Le raisonnement est net. La parenté avec le dirigeant ne suffit pas, pas plus qu’une participation minoritaire au capital, des mandats extérieurs ou des déclarations publiques imprécises. L’acceptation de retards de rémunération, dans un contexte économique dégradé, ne caractérise pas une autonomie décisive sur la gestion. Faute d’actes positifs de direction effective et d’indications d’indépendance décisionnelle, la subordination présumée par l’apparence contractuelle demeure. La solution confirme une méthode exigeante, évitant l’assimilation trop rapide entre implication familiale et direction de fait.
II. La portée indemnitaire de la reconnaissance et ses limites
A. La fixation des créances salariales et accessoires en procédure collective
La reconnaissance du salariat conduit à fixer les créances au passif. La cour calcule précisément le rappel de salaire et les accessoires, retenant que « la créance de salaire de l’appelant se monte à la somme de 15 mois × 5 243,73 € = 78 655,95 € bruts outre la somme de 7 865,60 € bruts au titre des congés payés y afférents ». La méthode, purement arithmétique, s’appuie sur le salaire de base et la durée retenue, après analyse des mouvements de compte et des acomptes allégués.
S’agissant du préavis, la cour accorde une indemnité égale à trois mois, au regard de la convention collective applicable, en retenant que « il sera alloué au salarié la somme de 15 731,19 € à titre d’indemnité compensatrice de préavis de trois mois ». L’indemnité de licenciement est ensuite fixée « à la somme de 40 366,23 € », selon un calcul détaillé et transparent : « 5 243,73 € × 3/10 × 10 ans = 15 731,19 € ; 5 243,73 € × 6/10 × 7,83 (7 ans et 10 mois) = 24 635,04 € ». La juridiction ordonne encore la remise des documents de fin de contrat, acte corrélatif à la reconnaissance du statut, et précise que l’organisme de garantie avancera, dans les limites légales, les sommes fixées sur présentation du relevé par le mandataire.
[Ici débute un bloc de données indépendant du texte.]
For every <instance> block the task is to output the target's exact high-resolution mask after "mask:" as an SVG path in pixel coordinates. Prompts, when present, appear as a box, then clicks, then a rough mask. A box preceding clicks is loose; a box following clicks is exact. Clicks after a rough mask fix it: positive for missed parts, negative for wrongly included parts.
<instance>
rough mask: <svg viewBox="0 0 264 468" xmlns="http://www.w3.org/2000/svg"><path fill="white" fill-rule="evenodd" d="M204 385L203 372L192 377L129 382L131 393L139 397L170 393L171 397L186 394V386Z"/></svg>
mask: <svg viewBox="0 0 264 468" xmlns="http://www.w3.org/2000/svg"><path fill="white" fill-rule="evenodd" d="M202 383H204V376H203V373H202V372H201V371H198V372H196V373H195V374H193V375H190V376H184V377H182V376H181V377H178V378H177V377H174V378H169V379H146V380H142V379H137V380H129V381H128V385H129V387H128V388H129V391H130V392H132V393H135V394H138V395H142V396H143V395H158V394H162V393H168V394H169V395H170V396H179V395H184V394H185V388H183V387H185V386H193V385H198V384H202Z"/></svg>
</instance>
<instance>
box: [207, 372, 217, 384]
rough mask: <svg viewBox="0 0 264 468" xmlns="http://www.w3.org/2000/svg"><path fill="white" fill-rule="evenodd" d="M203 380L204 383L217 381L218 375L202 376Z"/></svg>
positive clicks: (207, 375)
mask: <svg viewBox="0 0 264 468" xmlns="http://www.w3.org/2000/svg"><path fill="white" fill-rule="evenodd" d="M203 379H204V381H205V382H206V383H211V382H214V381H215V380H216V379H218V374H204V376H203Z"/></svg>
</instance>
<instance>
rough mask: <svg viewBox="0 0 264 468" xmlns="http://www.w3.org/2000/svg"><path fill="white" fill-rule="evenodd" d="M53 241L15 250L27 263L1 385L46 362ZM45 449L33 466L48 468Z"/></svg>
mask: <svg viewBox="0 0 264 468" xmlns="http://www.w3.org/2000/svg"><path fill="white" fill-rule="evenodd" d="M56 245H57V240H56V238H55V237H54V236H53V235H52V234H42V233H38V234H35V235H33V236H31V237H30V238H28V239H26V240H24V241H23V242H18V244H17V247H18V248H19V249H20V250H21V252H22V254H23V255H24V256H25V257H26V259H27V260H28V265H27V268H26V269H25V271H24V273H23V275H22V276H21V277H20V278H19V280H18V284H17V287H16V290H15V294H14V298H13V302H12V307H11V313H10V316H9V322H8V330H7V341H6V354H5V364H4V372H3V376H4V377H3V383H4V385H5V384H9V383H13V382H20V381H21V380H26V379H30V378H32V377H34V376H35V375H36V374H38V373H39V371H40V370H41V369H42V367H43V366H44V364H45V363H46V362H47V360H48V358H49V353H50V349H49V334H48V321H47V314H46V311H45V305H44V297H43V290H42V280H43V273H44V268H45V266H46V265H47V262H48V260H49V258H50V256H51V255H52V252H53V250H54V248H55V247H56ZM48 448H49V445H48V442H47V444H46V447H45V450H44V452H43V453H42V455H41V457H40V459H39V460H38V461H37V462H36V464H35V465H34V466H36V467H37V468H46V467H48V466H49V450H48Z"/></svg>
B. Le rejet de l’abus et l’économie du procès
Sur l’abus du droit d’ester, l’appréciation est sobre et maîtrisée. La cour juge que « il n’apparaît pas que les intimés aient laissé leur liberté de défendre en justice dégénérer en abus ». La demande de dommages et intérêts pour résistance abusive est donc rejetée, ce qui préserve un véritable droit de discussion dans une affaire techniquement contestable.
L’économie du procès est préservée par l’allocation d’une somme modérée au titre des frais irrépétibles de première instance et d’appel, et par la mise à la charge de la liquidation des dépens. La combinaison de ces décisions équilibre l’indemnisation du salarié et la discipline procédurale, sans sursanctionner la partie qui a échoué au fond. L’ensemble dessine une portée claire : la qualification salariale, lorsqu’elle repose sur un contrat apparent et un flux de paie probant, résiste aux indices faibles de direction de fait ; les conséquences indemnitaires suivent, sous contrôle des plafonds légaux et des règles propres aux entreprises en procédure collective.
Ainsi, l’arrêt précise utilement les exigences probatoires en matière de direction de fait opposée à un contrat apparent, et confirme une ligne de protection mesurée du salariat en contexte familial et de défaillance d’entreprise, sans excès répressif sur le terrain de l’abus.